In this way I could be more confident about who I trusted when I needed to be informed about the world. Almost always, I was an observer, not a participant. A few years ago I heard some guy who used to be a big-time protestor being interviewed. I wasn’t paying any attention to the interview, it was just someone’s background noise. 

At one point, though, he said something that tuned me right in, like a sulking eagle cocking his head to give his eye a truer view. He said we were the generation who was lied to. Boy, did he get that right, in spades!

So last Monday night I went to the Templar meeting, once again as an observer and what I observed was not what I expected. There was no hair mussed up by a sign attack, no fist pounding, no raised voices or angry shouting. It was very tense in there, the air taut and expectant, the audience intently listening and still, but, damn, everyone kept their cool. 

I stayed through the 9 o’clock break, which was prefaced by Los Gatos Mayor Barbara Spector’s observation (I paraphrase, of course), “Thank you for being good 90 percent of the time during this important meeting. It’s 90 percent appreciated.”

The 10 percent she was referring to was a few outbursts of applause, but nothing at all nasty occurred.
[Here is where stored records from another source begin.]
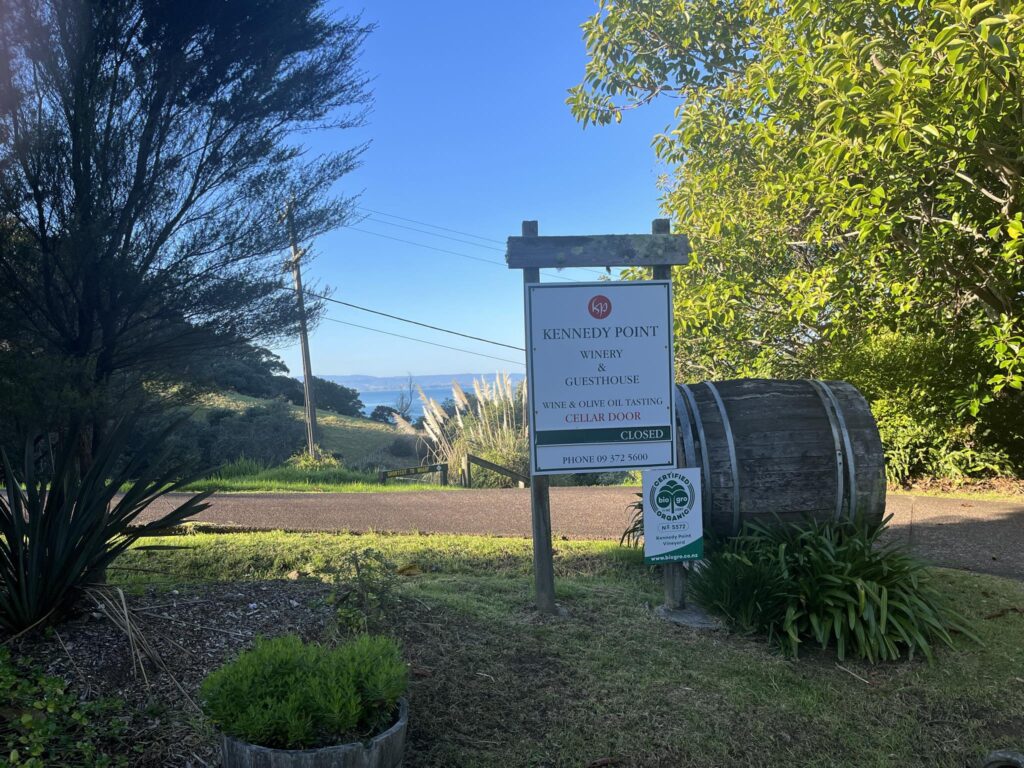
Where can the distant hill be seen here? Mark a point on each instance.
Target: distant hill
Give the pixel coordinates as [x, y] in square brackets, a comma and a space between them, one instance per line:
[391, 383]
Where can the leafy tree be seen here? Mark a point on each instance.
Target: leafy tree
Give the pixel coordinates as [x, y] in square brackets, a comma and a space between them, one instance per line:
[333, 396]
[146, 151]
[384, 414]
[846, 171]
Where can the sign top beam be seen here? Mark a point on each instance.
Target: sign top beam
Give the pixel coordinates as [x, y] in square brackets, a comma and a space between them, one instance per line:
[598, 250]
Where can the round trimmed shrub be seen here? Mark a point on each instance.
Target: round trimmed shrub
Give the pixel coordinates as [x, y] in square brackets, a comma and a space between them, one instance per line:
[288, 694]
[826, 583]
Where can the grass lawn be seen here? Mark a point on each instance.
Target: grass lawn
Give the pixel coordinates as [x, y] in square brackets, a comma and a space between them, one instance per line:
[290, 479]
[496, 684]
[356, 439]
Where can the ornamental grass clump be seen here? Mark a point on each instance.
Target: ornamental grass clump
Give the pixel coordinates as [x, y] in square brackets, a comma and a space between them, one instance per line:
[491, 424]
[287, 694]
[828, 583]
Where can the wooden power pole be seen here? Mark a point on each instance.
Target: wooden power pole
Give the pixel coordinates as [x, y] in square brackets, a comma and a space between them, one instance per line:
[307, 374]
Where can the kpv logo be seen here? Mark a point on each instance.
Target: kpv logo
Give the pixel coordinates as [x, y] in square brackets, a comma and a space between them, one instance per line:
[599, 307]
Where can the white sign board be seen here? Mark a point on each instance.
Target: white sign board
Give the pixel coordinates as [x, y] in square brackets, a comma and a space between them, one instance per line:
[673, 523]
[600, 376]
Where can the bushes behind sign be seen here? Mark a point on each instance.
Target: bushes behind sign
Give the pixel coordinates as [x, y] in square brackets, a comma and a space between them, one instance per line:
[830, 584]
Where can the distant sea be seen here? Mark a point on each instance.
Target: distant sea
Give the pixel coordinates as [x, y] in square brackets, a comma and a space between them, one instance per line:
[373, 398]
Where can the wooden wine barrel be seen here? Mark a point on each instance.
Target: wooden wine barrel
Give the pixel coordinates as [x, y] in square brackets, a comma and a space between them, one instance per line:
[792, 449]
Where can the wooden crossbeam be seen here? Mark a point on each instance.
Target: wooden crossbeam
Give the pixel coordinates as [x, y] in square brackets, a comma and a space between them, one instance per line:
[597, 250]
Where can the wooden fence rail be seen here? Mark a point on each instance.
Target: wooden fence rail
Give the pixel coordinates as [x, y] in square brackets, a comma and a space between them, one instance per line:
[407, 471]
[467, 474]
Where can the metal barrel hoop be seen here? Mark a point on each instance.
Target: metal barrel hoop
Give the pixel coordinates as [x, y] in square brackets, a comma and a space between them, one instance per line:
[837, 441]
[732, 455]
[685, 430]
[701, 441]
[851, 466]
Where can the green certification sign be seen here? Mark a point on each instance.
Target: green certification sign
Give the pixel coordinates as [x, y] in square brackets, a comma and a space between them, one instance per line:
[673, 524]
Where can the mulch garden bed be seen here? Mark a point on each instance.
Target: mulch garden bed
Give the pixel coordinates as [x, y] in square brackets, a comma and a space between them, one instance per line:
[194, 630]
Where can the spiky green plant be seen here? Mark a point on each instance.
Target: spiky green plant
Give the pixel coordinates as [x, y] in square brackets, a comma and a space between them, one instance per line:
[59, 534]
[832, 583]
[492, 425]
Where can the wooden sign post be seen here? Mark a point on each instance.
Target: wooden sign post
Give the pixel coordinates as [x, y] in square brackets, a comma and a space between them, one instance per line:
[659, 251]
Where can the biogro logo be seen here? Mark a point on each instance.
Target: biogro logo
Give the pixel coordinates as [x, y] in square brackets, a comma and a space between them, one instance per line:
[672, 496]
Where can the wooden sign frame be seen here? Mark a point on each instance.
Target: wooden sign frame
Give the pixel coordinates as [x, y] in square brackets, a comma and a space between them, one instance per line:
[660, 250]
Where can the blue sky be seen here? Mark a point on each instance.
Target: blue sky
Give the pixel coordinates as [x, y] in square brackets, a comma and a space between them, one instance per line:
[469, 131]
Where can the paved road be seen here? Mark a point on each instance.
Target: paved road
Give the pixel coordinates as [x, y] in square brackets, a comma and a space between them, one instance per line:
[979, 536]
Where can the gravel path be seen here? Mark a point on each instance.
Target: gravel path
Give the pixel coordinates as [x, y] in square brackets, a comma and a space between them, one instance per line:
[980, 536]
There were about 100 people left to speak at the podium when I left but I trusted that no one was going to break the tone or the spirit of a good night.

I take my hat off and with a slow, sweeping bow (you know, like the three musketeers. who all had long hair) I congratulate my neighbors and friends as generously as possible for keeping their calm and their senses and their fine decorum in such a divisive and emotionally charged environment. I was so very proud of Los Gatos—this special little town. Damn, it was impressive. I bet our town's people disappointed the TV cameramen.
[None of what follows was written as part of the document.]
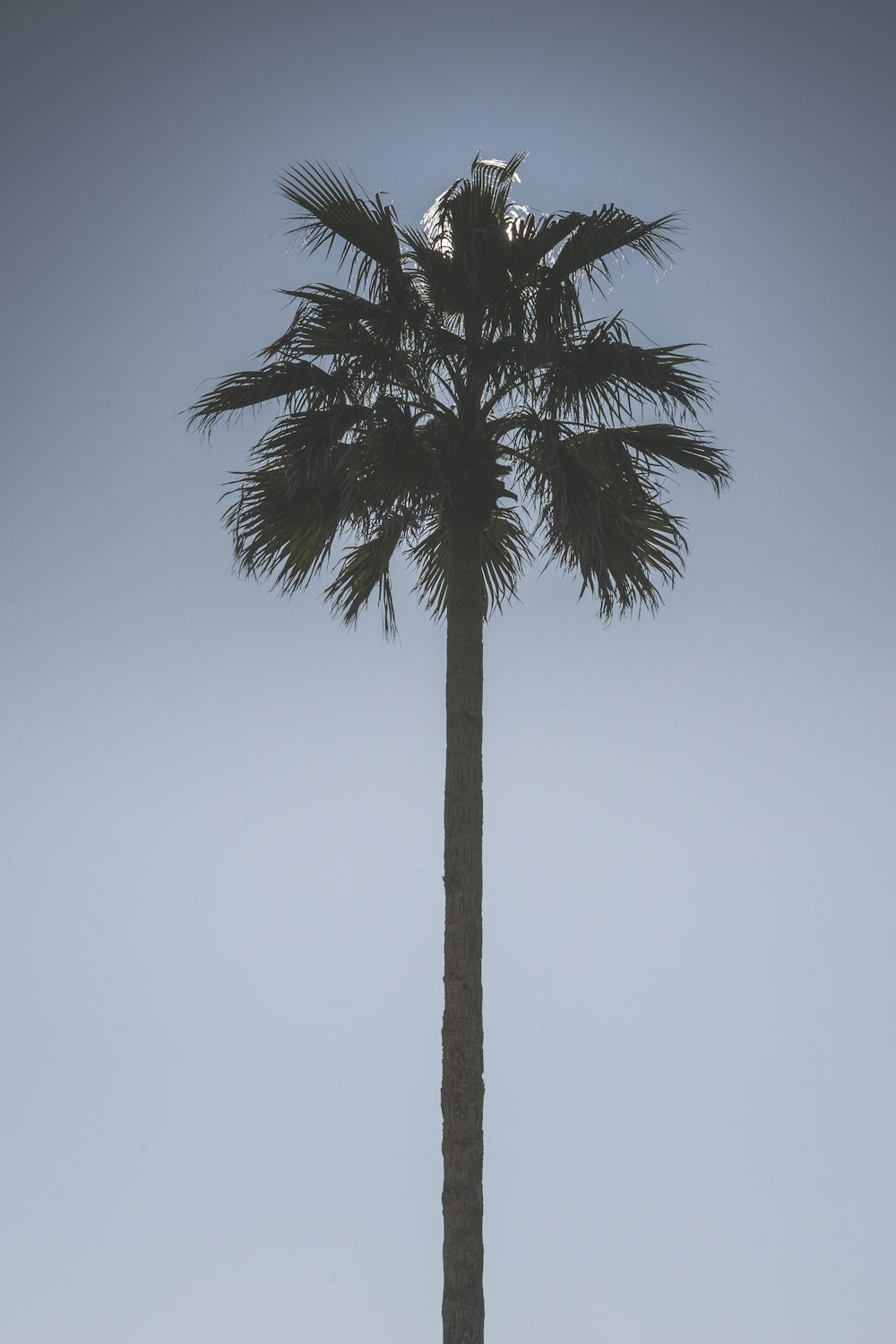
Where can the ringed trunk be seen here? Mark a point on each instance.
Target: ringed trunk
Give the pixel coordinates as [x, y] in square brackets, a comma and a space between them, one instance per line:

Secondly, as I’ve appointed myself “Chief Cook and Bottle Washer” of my self created Los Gatos Art Bridge, I guess I should keep the guys turned on to what art stuff that is happening around town. 

This sounds like a pretty good one. There is an outfit called the Veterans Memorial and Support Foundation that wants to build a veterans memorial here in town. Its  call for artists, sculptors and others with ideas for the memorial will be March 11. 

Next, I was once the production manager of the old Los Gatos Times-Observer and I know well what it takes to put out a newspaper. So, there was a strong dose of serendipity when I read a letter to the editor in the Los Gatos Weekly-Times from Larry Arzie.

His letter was critical of the way town staff proceed on obviously controversial matters without consulting the Los Gatos Town Council or the public. I’m certainly no sort of a political person, but I have noticed this tendency with the staff myself.

As I read Larry’s letter, my suspicions were confirmed regarding a variety of projects. At the Council meeting, a number of people got up to the podium and made this same observation as they spoke to the Council. 

Someone asked if Los Gatos was just a way station for civil bureaucrats, making decisions motivated more on what makes their resumes look good instead of following the wishes of the people who are paying their salaries, the people of Los Gatos. 

I felt this observation is becoming thematic, not simply a quirky, one-time awareness. This observation is coming from too many different directions, from too many different people. Not being a political guy, how do you go about fixing this.